One of the things is that it’s not a commercial event. It’s co-organized by universities and the non-profit bodies, ETSI, GSMA and ITU. We’re not lawyers trying to make money out of it, nor are we companies with a particular point of view. We are in a unique position to bring together all stakeholders. Of course, we’ve got some lawyers, we’ve got some companies, we’ve got regulators and we’ve got judges. We can bring together these different perspectives, which I don’t think anybody else is in a position to do. In fact, I don’t think, I know that there isn’t anything else like it in the world.

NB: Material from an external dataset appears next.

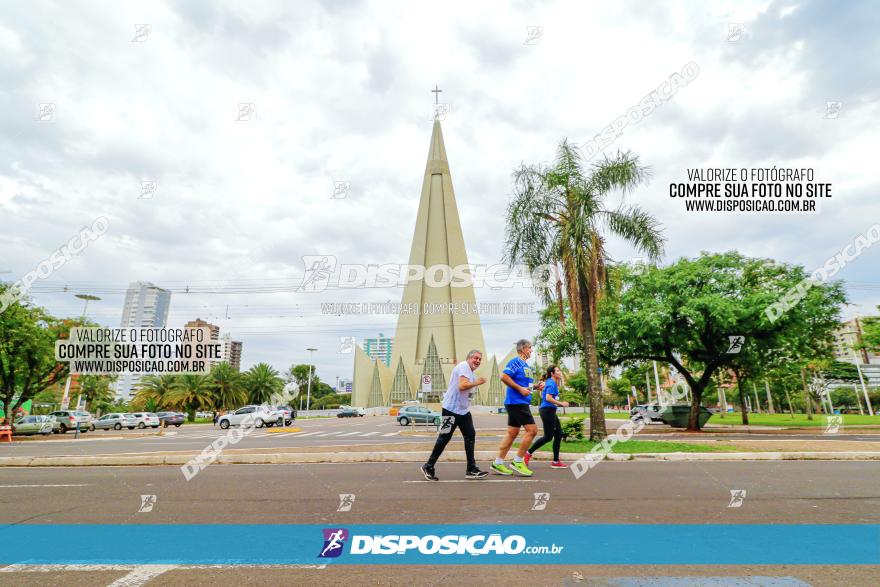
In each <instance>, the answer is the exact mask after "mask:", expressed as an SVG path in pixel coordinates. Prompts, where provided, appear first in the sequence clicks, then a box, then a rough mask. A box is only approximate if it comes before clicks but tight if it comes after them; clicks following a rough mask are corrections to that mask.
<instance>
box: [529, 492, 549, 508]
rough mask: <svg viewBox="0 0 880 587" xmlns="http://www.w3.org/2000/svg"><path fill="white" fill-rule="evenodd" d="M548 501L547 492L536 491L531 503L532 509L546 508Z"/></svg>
mask: <svg viewBox="0 0 880 587" xmlns="http://www.w3.org/2000/svg"><path fill="white" fill-rule="evenodd" d="M549 501H550V494H549V493H536V494H535V503H534V504H533V505H532V510H533V511H537V510H543V509H546V508H547V502H549Z"/></svg>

Rt. Hon. Prof. Sir Robin Jacob

UCL graduateThe Rt. Hon. Prof. Sir Robin Jacob is the Sir Hugh Laddie Professor of Intellectual Property at the UCL Faculty of Laws. He was previously a Court of Appeal Judge in charge of the Court of Appeal intellectual property list and sitting on most appeals in IP cases and nearly all patent cases. He still sits part-time in the Court of Appeal. After reading Natural Sciences at Cambridge, Sir Robin then read for the Bar and an LLB from the LSE. He practiced at the Intellectual Property Bar from 1967. From 1976 to 1981 he was the Junior Counsel for the Comptroller of Patents and for Government departments in intellectual property. He was made a Queen’s Counsel in 1981 and his practice took him abroad often (Hong Kong, Singapore, Europe, USA, Australia). His practice at the Bar involved working with experts in many fields – scientists or engineers concerned with the technology of a particular patent case, accountants concerned with valuation of patents and so on. He was appointed to the Bench in 1993. From 1997 to 2001 he was Supervising Chancery Judge for Birmingham, Bristol and Cardiff. He was appointed a Lord Justice of Appeal in October 2003. He was Treasurer of Gray’s Inn in 2007. He has written extensively on all forms of intellectual property. He is President of the Intellectual Property Institute, Hon President of the UK branch of the Licensing Executive Society, and Hon President of the Association of Law Teachers.